September 08, 2010

Second Circuit Adopts “Interest Analysis” Choice of Law Rule in Nazi-Era Stolen Art Dispute

 

International arbitrators sitting in New York will from time to time need to apply or at least consider New York choice-of-law rules. It is therefore noteworthy when those rules evolve in a particular direction. New York “conflicts” rules (as New York lawyers call them) have for many years been a hybrid of “traditional” rules — based on such talismans as the place of a transaction or the nationality of a party in interest — and the more modern view that “interest analysis” should control. The shift in favor of interest analysis gained momentum recently in a decision of the US Second Circuit Court of Appeals. Bakalar v. Vavra, 2010 U.S. App. LEXIS 18343 (2d Cir. Sept. 2, 2010).

 

The case involves a dispute over ownership of drawing by the reknowned early 20th Century Austrian artist Egon Schiele. The work allegedly had been stolen by the Nazis in Vienna in 1938 after its Jewish owner was imprisoned and forced to sign a power of attorney over his large art collection and other personal property. The District Court had ruled in favor of the current possessor,  the plaintiff in the action, an American living in Boston who had acquired the drawing in good faith from a New York gallery that had earlier acquired it from a Swiss gallery in the 1950s. The Swiss gallery, it was alleged, had acquired title in Switzerland from surrogates for the Nazi occupiers of Austria, who had prepared documentation purporting to show that the seller was the sister-in-law of the arrested (later murdered) Austrian Jewish owner.

 

The District Court had applied Swiss law, which provides that a good faith purchaser acquires good title even to stolen property, except that the victim of the theft may assert a superior claim for five years after the property is stolen. Swiss law applied, the trial court concluded, under the traditional New York “conflicts” rule that the law of the situs of a questioned transfer of personal property is controlling. But as the Second Circuit observed, under New York personal property law, a thief cannot pass good title, and, moreover, the burden of proof on the issue of theft rests on the possessor, to prove that there is no theft in the chain of title.

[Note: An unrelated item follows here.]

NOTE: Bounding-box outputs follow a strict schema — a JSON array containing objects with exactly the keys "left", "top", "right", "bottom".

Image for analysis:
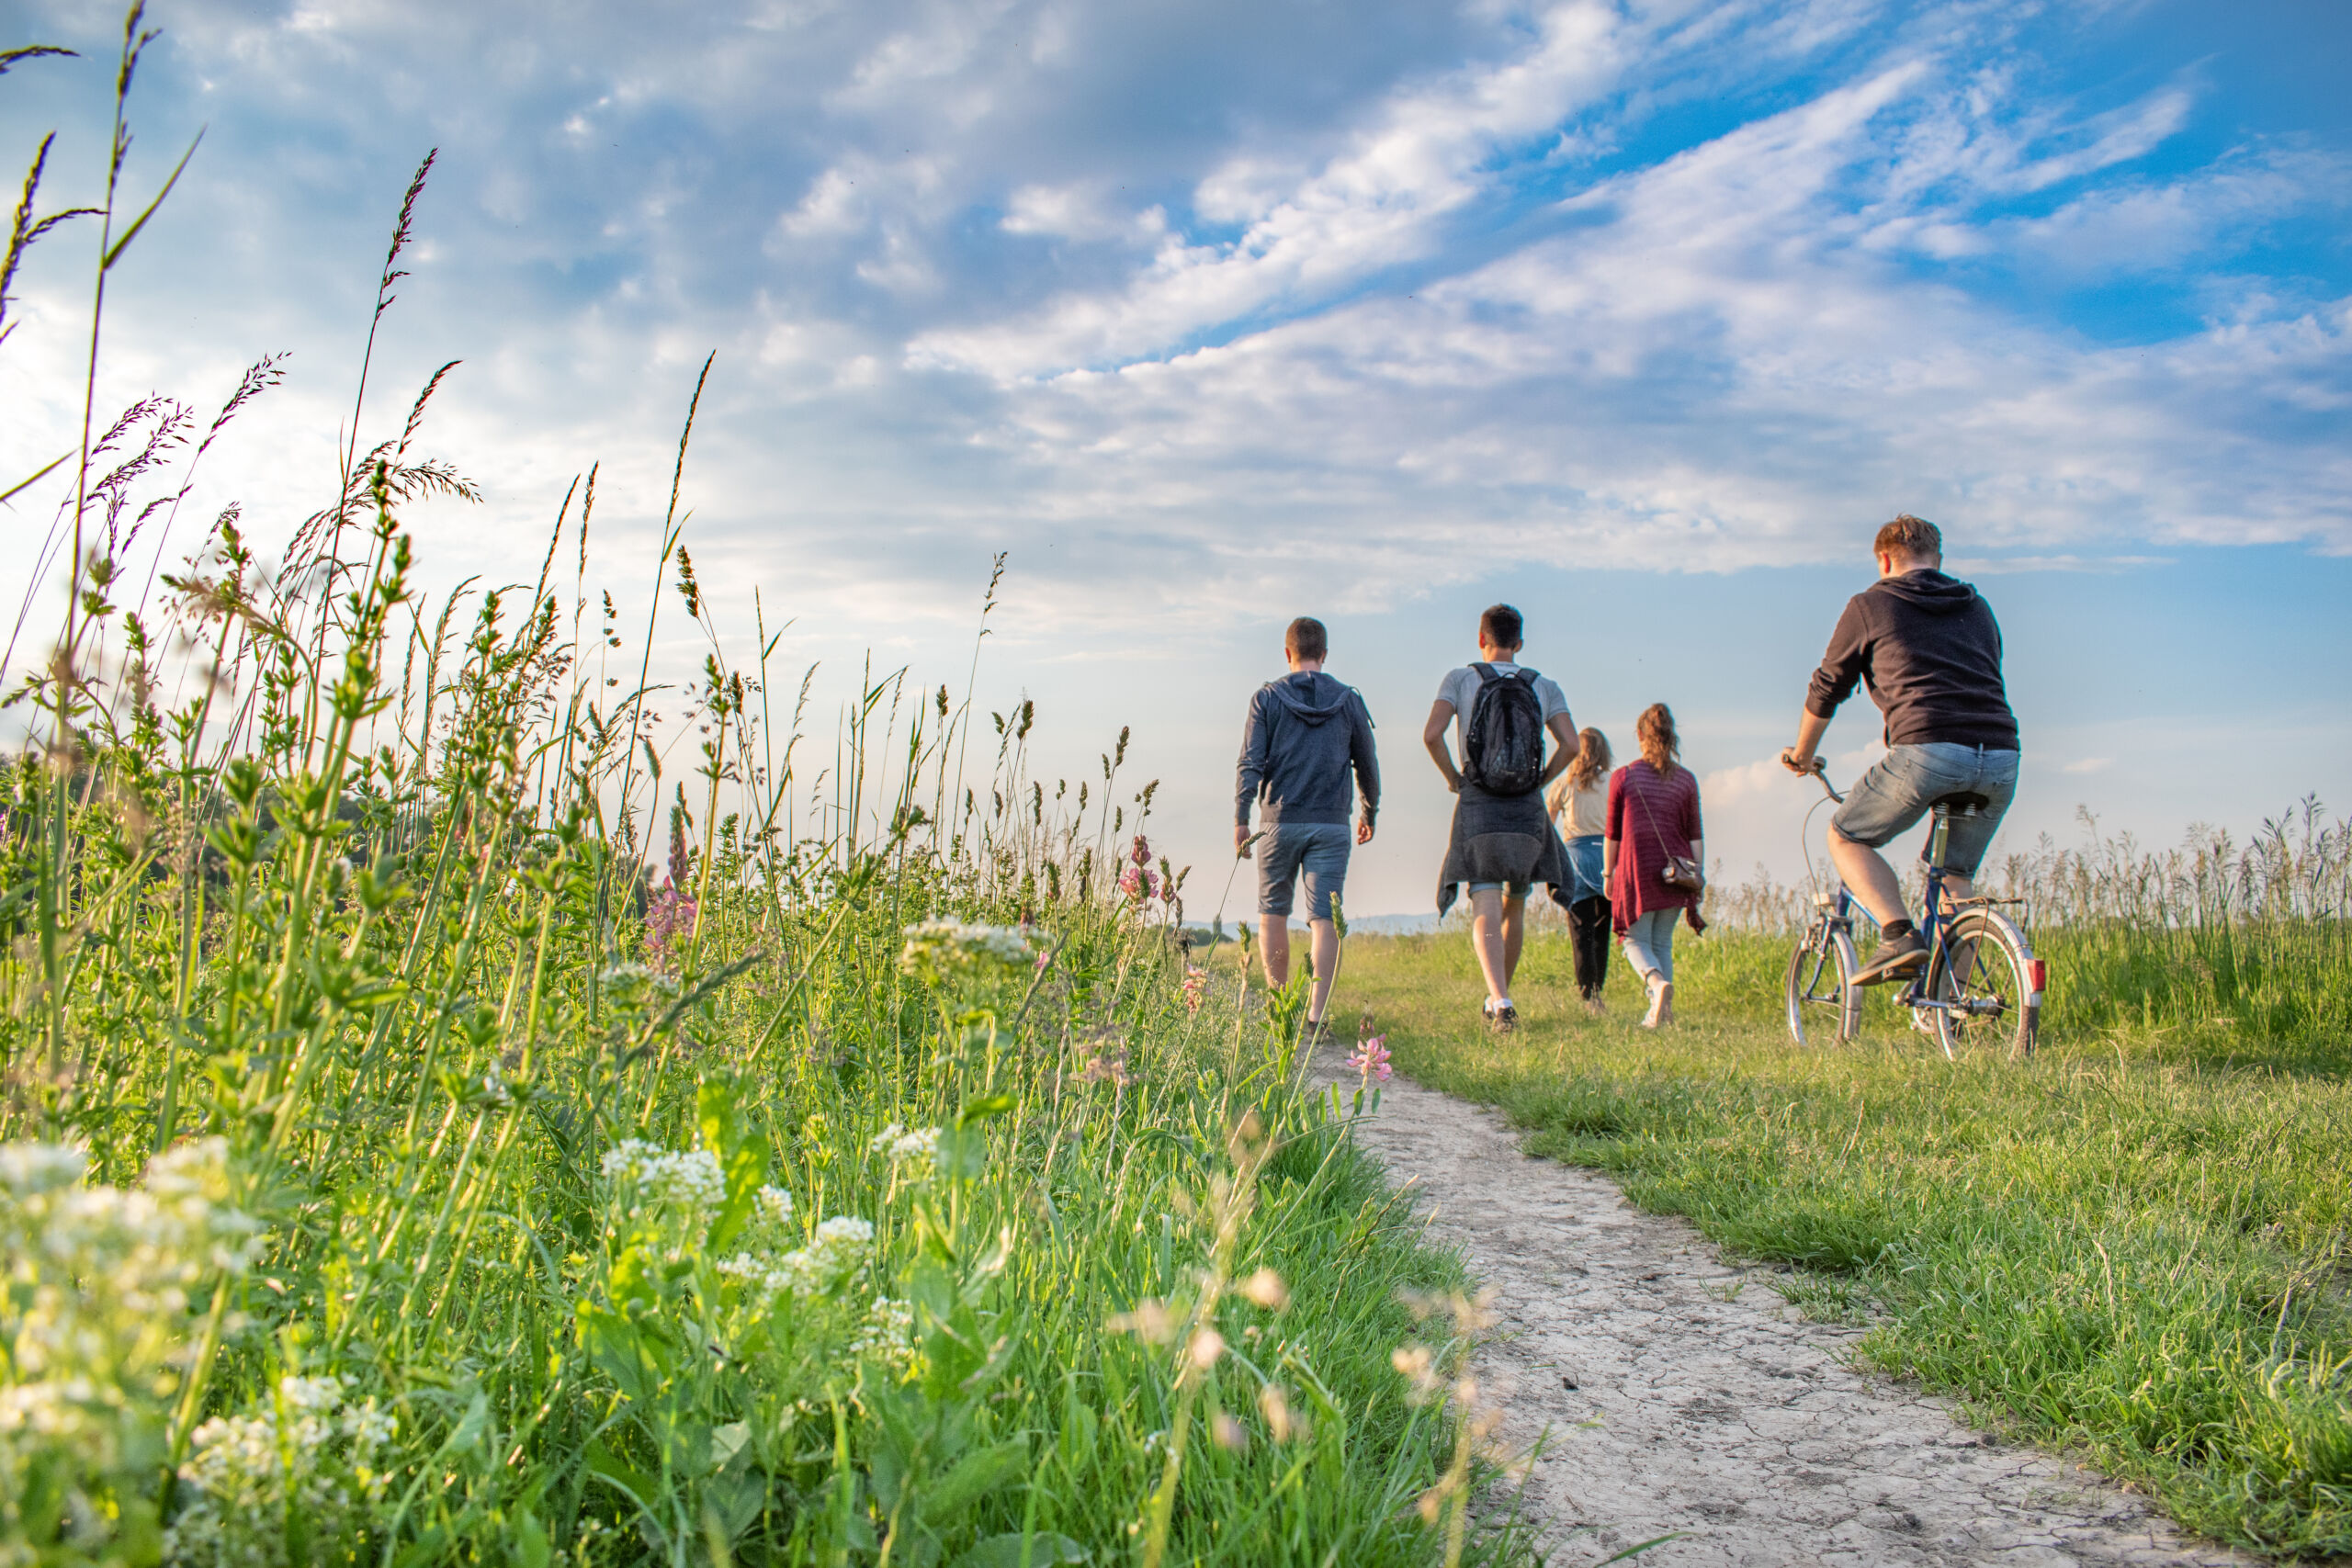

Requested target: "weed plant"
[{"left": 0, "top": 23, "right": 1506, "bottom": 1567}]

Thus the outcome depended entirely on the choice of applicable law.

The Second Circuit, rejecting the District Court’s reliance upon New York’s “traditional situs rule,” held that this rule “no longer accurately reflects the current choice of law rule in New York regarding personal property.” The Court cited a 1991 New York Court of Appeals case as having rejected the situs rule in favor in “interest analysis,” but acknowledged that the widely-cited Restatement (Second) of Conflicts-of-Law continues to articulate the traditional situs rule but with the caveat that a court may find based on the interests motivating the competing laws at issue that a different choice should be made.

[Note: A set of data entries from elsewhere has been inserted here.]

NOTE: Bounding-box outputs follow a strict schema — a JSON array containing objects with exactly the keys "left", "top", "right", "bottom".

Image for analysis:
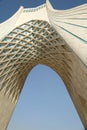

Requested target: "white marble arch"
[{"left": 0, "top": 0, "right": 87, "bottom": 129}]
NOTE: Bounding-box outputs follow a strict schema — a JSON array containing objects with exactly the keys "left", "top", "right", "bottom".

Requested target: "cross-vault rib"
[{"left": 0, "top": 0, "right": 87, "bottom": 130}]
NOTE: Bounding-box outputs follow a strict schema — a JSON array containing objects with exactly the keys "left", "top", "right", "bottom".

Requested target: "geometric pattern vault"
[
  {"left": 0, "top": 20, "right": 71, "bottom": 102},
  {"left": 0, "top": 19, "right": 87, "bottom": 129},
  {"left": 0, "top": 1, "right": 87, "bottom": 129}
]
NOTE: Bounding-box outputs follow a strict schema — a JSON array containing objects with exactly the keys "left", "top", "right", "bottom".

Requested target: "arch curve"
[{"left": 0, "top": 20, "right": 87, "bottom": 129}]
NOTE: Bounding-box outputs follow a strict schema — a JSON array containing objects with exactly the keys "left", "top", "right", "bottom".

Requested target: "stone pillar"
[{"left": 0, "top": 90, "right": 16, "bottom": 130}]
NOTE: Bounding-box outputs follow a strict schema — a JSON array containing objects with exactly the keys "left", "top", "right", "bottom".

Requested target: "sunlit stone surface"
[{"left": 0, "top": 0, "right": 87, "bottom": 129}]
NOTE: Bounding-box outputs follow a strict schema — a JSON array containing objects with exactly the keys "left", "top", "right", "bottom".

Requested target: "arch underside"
[{"left": 0, "top": 20, "right": 87, "bottom": 129}]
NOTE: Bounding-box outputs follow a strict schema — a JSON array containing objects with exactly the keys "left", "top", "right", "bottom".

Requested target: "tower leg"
[{"left": 0, "top": 90, "right": 16, "bottom": 130}]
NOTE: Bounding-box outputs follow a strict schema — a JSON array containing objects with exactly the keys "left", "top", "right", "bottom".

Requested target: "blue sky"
[{"left": 0, "top": 0, "right": 87, "bottom": 130}]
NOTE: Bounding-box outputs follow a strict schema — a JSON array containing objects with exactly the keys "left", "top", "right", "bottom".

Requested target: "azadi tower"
[{"left": 0, "top": 0, "right": 87, "bottom": 129}]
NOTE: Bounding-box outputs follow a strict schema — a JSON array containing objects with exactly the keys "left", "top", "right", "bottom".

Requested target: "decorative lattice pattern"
[
  {"left": 0, "top": 20, "right": 87, "bottom": 106},
  {"left": 0, "top": 20, "right": 72, "bottom": 102},
  {"left": 0, "top": 2, "right": 87, "bottom": 128}
]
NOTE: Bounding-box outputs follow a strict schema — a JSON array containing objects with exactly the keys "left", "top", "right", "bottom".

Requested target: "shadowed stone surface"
[{"left": 0, "top": 0, "right": 87, "bottom": 129}]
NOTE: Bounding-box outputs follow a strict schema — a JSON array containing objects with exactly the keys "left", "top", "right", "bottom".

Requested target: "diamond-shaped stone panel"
[{"left": 0, "top": 20, "right": 70, "bottom": 102}]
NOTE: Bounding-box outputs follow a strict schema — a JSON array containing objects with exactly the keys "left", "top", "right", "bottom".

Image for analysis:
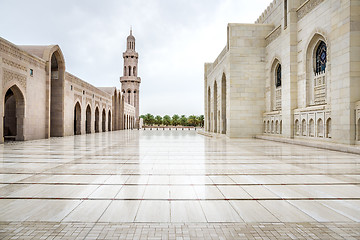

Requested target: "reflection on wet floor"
[{"left": 0, "top": 130, "right": 359, "bottom": 223}]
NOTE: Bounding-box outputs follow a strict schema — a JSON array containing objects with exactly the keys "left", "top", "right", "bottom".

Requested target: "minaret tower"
[{"left": 120, "top": 28, "right": 141, "bottom": 127}]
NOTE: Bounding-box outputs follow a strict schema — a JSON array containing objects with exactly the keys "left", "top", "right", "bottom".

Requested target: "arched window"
[
  {"left": 127, "top": 90, "right": 131, "bottom": 104},
  {"left": 124, "top": 66, "right": 126, "bottom": 76},
  {"left": 280, "top": 120, "right": 282, "bottom": 134},
  {"left": 276, "top": 64, "right": 281, "bottom": 88},
  {"left": 128, "top": 66, "right": 132, "bottom": 76},
  {"left": 309, "top": 119, "right": 314, "bottom": 137},
  {"left": 302, "top": 119, "right": 307, "bottom": 136},
  {"left": 315, "top": 41, "right": 327, "bottom": 74},
  {"left": 264, "top": 121, "right": 266, "bottom": 133},
  {"left": 267, "top": 120, "right": 270, "bottom": 133},
  {"left": 275, "top": 120, "right": 279, "bottom": 134},
  {"left": 326, "top": 118, "right": 332, "bottom": 138},
  {"left": 295, "top": 119, "right": 299, "bottom": 136},
  {"left": 317, "top": 118, "right": 324, "bottom": 137},
  {"left": 271, "top": 120, "right": 274, "bottom": 133},
  {"left": 133, "top": 67, "right": 136, "bottom": 76}
]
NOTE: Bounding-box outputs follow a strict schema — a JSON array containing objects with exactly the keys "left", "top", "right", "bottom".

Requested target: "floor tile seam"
[
  {"left": 2, "top": 197, "right": 359, "bottom": 201},
  {"left": 286, "top": 199, "right": 355, "bottom": 223},
  {"left": 4, "top": 183, "right": 360, "bottom": 186},
  {"left": 6, "top": 161, "right": 360, "bottom": 164},
  {"left": 5, "top": 172, "right": 360, "bottom": 176}
]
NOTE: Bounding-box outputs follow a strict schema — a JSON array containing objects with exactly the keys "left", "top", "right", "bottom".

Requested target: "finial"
[{"left": 130, "top": 26, "right": 132, "bottom": 35}]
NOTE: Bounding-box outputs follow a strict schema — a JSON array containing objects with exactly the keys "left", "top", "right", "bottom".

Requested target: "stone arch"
[
  {"left": 271, "top": 120, "right": 274, "bottom": 133},
  {"left": 317, "top": 118, "right": 324, "bottom": 137},
  {"left": 302, "top": 119, "right": 307, "bottom": 136},
  {"left": 108, "top": 110, "right": 112, "bottom": 131},
  {"left": 127, "top": 89, "right": 132, "bottom": 104},
  {"left": 357, "top": 118, "right": 360, "bottom": 141},
  {"left": 49, "top": 49, "right": 65, "bottom": 137},
  {"left": 128, "top": 66, "right": 132, "bottom": 76},
  {"left": 295, "top": 119, "right": 299, "bottom": 136},
  {"left": 270, "top": 58, "right": 282, "bottom": 110},
  {"left": 3, "top": 85, "right": 25, "bottom": 141},
  {"left": 102, "top": 108, "right": 106, "bottom": 132},
  {"left": 309, "top": 118, "right": 315, "bottom": 137},
  {"left": 264, "top": 121, "right": 266, "bottom": 133},
  {"left": 74, "top": 102, "right": 81, "bottom": 135},
  {"left": 86, "top": 105, "right": 91, "bottom": 134},
  {"left": 275, "top": 120, "right": 279, "bottom": 134},
  {"left": 213, "top": 81, "right": 218, "bottom": 133},
  {"left": 221, "top": 73, "right": 227, "bottom": 134},
  {"left": 95, "top": 107, "right": 100, "bottom": 133},
  {"left": 326, "top": 118, "right": 332, "bottom": 138},
  {"left": 305, "top": 32, "right": 329, "bottom": 106},
  {"left": 133, "top": 66, "right": 136, "bottom": 76},
  {"left": 207, "top": 87, "right": 211, "bottom": 131},
  {"left": 267, "top": 120, "right": 270, "bottom": 133}
]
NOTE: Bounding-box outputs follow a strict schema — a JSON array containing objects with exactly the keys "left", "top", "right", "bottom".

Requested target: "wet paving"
[{"left": 0, "top": 130, "right": 359, "bottom": 239}]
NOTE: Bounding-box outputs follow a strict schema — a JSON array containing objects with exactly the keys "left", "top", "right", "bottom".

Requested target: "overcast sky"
[{"left": 0, "top": 0, "right": 272, "bottom": 116}]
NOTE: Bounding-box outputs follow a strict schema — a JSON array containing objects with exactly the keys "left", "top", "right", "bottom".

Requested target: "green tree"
[
  {"left": 155, "top": 115, "right": 163, "bottom": 126},
  {"left": 163, "top": 115, "right": 171, "bottom": 126},
  {"left": 187, "top": 115, "right": 198, "bottom": 126},
  {"left": 171, "top": 114, "right": 180, "bottom": 126},
  {"left": 179, "top": 115, "right": 187, "bottom": 126},
  {"left": 144, "top": 113, "right": 155, "bottom": 126},
  {"left": 197, "top": 115, "right": 204, "bottom": 127}
]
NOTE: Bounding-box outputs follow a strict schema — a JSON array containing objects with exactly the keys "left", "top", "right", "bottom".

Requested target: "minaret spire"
[{"left": 120, "top": 29, "right": 141, "bottom": 128}]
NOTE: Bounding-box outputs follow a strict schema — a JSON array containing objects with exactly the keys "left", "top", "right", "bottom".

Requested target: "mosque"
[
  {"left": 204, "top": 0, "right": 360, "bottom": 146},
  {"left": 0, "top": 30, "right": 141, "bottom": 143}
]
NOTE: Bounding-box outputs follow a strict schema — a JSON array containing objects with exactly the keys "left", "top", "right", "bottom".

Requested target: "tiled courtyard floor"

The predominant interest underlying the New York rule that a thief cannot pass good title is, the Second Circuit found, to prevent New York from becoming a more robust marketplace for stolen goods. The Court found no comparably important interest of Switzerland in the application of its rule protecting the expectations of a good faith purchaser.

In the result, the case was remanded for a new determination by the District Court of whether the property had been stolen, under the New York rule placing the burden on the possessor to prove no theft.